It turns out I can improve somewhat on the values shown in my response using Predict
. For this I use a variant of a method presented at SYNASC 2016, " Linking Fourier and PCA Methods for Image Look-up".
http://synasc.ro/2016/list-of-papers/
The paper should appear in a few months. For now I think I should defer to that in terms of detailed explanations. But here is the rough idea.
(1) For each data item, take a discrete cosing transform. Keep only some low dimensional components.
(2) Flatten the retained DCT matrix so each data item is now a vector.
(3) Use the singular values decomposition on the matrix of flattened dcts that comes from the training set of data items. Keep only the largest singular values and corresponding singular vector matrices.
(4) Use the result to create a lookup function. Apply it to test data elements to find some number of "closest" training vectors to each test element. Use the values of those nearby training elements to guess the test values.

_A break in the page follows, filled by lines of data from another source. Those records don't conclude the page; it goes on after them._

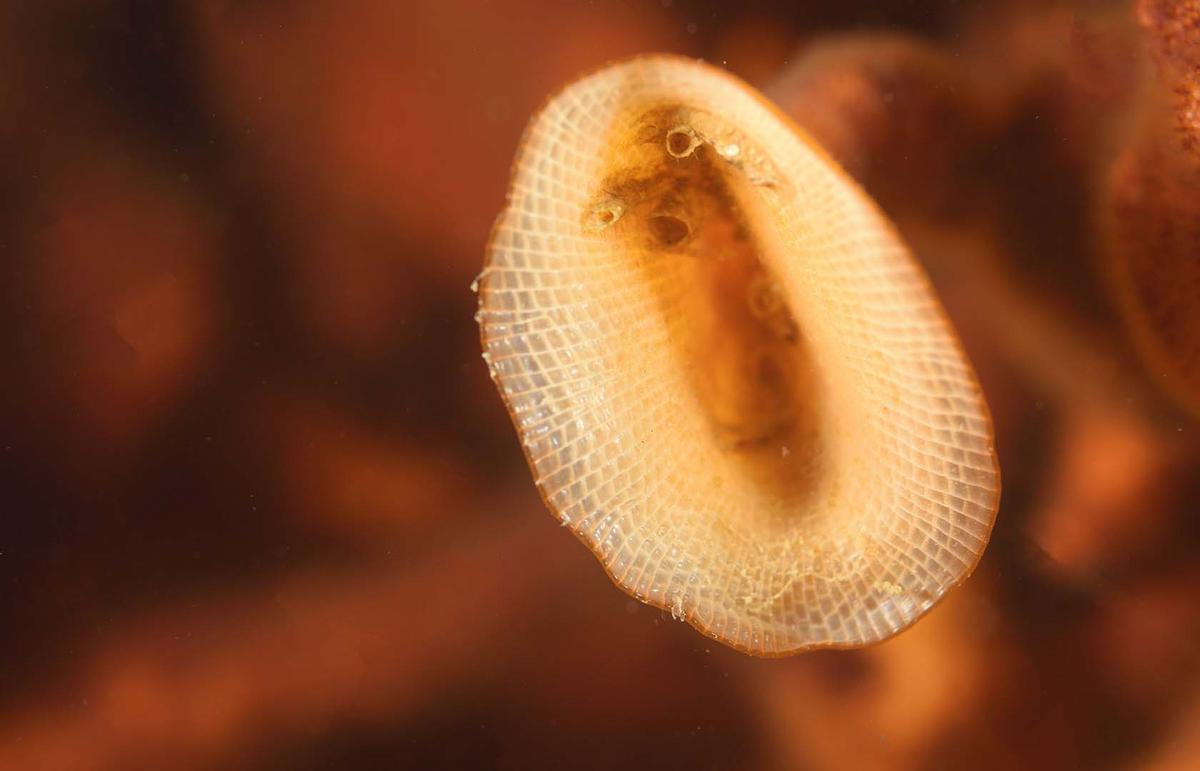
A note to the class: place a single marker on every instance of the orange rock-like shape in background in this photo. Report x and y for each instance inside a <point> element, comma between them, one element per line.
<point>383,135</point>
<point>1151,209</point>
<point>124,309</point>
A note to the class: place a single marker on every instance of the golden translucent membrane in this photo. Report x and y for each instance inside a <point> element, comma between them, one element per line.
<point>729,376</point>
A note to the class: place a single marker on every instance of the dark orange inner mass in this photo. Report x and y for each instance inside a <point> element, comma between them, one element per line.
<point>693,221</point>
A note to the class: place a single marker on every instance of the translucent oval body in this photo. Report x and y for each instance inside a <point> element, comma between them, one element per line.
<point>730,378</point>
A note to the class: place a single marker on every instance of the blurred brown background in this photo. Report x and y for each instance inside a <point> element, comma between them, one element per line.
<point>264,509</point>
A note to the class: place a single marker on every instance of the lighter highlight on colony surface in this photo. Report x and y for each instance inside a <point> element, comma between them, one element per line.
<point>729,376</point>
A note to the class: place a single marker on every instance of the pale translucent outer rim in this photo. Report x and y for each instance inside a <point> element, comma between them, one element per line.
<point>935,304</point>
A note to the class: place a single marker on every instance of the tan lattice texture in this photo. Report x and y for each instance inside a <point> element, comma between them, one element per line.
<point>579,333</point>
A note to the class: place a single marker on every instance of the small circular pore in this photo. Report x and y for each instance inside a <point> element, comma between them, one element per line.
<point>667,229</point>
<point>603,215</point>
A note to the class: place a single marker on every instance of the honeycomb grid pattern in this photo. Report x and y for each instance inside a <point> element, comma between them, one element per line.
<point>579,344</point>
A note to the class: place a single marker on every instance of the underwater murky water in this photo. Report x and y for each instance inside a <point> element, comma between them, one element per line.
<point>267,509</point>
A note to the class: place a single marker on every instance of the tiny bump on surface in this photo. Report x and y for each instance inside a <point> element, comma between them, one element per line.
<point>575,332</point>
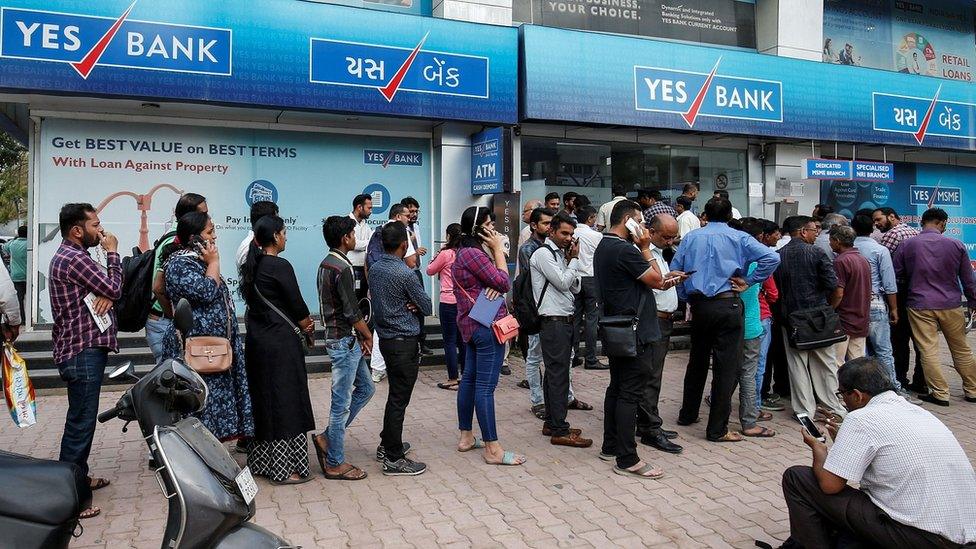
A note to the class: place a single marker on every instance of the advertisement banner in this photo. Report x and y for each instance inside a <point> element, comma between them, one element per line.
<point>722,22</point>
<point>134,173</point>
<point>934,38</point>
<point>276,53</point>
<point>916,188</point>
<point>656,84</point>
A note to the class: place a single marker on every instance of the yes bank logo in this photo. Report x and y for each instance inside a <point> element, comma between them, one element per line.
<point>86,41</point>
<point>694,94</point>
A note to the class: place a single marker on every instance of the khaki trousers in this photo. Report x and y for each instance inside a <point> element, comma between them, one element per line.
<point>926,324</point>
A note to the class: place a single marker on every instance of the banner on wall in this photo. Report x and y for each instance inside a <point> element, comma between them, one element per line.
<point>122,168</point>
<point>916,188</point>
<point>934,38</point>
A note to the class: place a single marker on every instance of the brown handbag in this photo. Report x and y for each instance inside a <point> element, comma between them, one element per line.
<point>210,354</point>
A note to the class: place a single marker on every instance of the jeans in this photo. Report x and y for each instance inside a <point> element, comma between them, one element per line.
<point>83,374</point>
<point>155,335</point>
<point>402,363</point>
<point>352,388</point>
<point>879,334</point>
<point>533,373</point>
<point>748,390</point>
<point>453,345</point>
<point>628,379</point>
<point>765,340</point>
<point>483,365</point>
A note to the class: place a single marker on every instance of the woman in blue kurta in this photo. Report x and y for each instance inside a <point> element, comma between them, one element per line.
<point>191,270</point>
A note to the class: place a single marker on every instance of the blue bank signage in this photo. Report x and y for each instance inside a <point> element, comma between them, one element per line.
<point>488,161</point>
<point>297,55</point>
<point>649,83</point>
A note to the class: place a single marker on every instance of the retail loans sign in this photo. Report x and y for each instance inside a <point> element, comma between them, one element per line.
<point>287,55</point>
<point>85,42</point>
<point>693,94</point>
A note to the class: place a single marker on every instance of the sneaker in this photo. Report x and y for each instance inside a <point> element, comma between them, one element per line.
<point>403,468</point>
<point>381,452</point>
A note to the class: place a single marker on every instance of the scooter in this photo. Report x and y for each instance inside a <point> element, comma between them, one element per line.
<point>211,499</point>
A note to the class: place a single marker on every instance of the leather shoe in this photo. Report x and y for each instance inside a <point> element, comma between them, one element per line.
<point>662,443</point>
<point>547,432</point>
<point>572,440</point>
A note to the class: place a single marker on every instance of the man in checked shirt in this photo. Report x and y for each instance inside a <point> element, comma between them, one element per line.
<point>80,347</point>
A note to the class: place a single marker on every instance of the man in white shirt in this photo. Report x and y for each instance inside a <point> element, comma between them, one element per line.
<point>687,220</point>
<point>258,210</point>
<point>917,487</point>
<point>664,230</point>
<point>603,216</point>
<point>556,274</point>
<point>362,208</point>
<point>587,306</point>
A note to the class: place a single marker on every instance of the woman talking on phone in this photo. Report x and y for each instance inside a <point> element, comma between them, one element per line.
<point>480,267</point>
<point>191,267</point>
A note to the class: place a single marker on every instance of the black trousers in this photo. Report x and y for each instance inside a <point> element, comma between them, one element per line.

The actual code is fairly simple and quite fast.
nearestImages[dctvecs_, vals_, keep_] :=
Module[
{uu, ww, vv, udotw, norms},
{uu, ww, vv} = SingularValueDecomposition[dctvecs, keep];
udotw = uu.ww;
norms = Map[Sqrt[#.#] &, udotw];
udotw = udotw/norms;
Clear[uu, ww];
{Nearest[udotw -> vals(*,Method\[Rule]"KDTree"*)], vv}]
processInput[dctvecs_, vv_] :=
Module[
{tdotv, norms},
tdotv = dctvecs.vv;
norms = Map[Sqrt[#.#] &, tdotv];
tdotv = tdotv/norms;
tdotv]
guesses[nf_, tvecs_, n_] := Module[
{nbrs, rng = Range[N@n, 1., -1]^2},
nbrs = Map[nf[#, n] &, tvecs];
Map[rng.# &, nbrs]/Total[rng]
]
Since this is fast, at least with the parameter settings I found to work well (based on smaller test runs), I use 10000 images for training.
n = 10000;
traindata = dat[[1 ;; n, 1]];
trainvalues = dat[[1 ;; n, 2]];
m = 1000;
testdata = dat[[n + 1 ;; n + m, 1]];
testvalues = dat[[n + 1 ;; n + m, 2]];
keep = 4;
dn = 4;
dct = 2;
AbsoluteTiming[
traindctvecs =
Table[Flatten[
Map[FourierDCT[#, dct] &, traindata[[j]]][[All, 1 ;; dn, 1 ;; dn]]],
{j, Length[traindata]}];
{nfunc, vv} =
nearestImages[traindctvecs, trainvalues, keep];]
AbsoluteTiming[
testdctvecs =
Table[Flatten[
Map[FourierDCT[#, dct] &, testdata[[j]]][[All, 1 ;; dn, 1 ;; dn]]],
{j, Length[testdata]}];
testvecs = processInput[testdctvecs, vv];]
newvalsNI = guesses[nfunc, testvecs, 140];
relerrorsNI =
Abs[(newvalsNI - testvalues)/Sqrt[(newvalsNI^2 + testvalues)/2]];
{Length[Select[relerrorsNI, # > .2 &]],
Length[Select[relerrorsNI, # > .4 &]],
Length[Select[relerrorsNI, # < .1 &]]}/N[m]
(* Out[403]= {29.446372, Null}
Out[404]= {1.980268, Null}
Out[407]= {0.11, 0.031, 0.681} *)
So now we have 11% that are off by more than 20% of the correct values, 68% are within a tenth of the correct values, and only 3% have errors in excess of 40% of corresponding reference values. And it was several times faster than any of the Predict
methods, when they trained on 2000 data values. Not bad for the end of the working day.
Since the speed is reasonable, one could of course do a number of randomized tests using RandomSample to separate the input into training vs test data. That could help to give some idea of the variance of this method, that is to say, how far it might stray from the values shown above.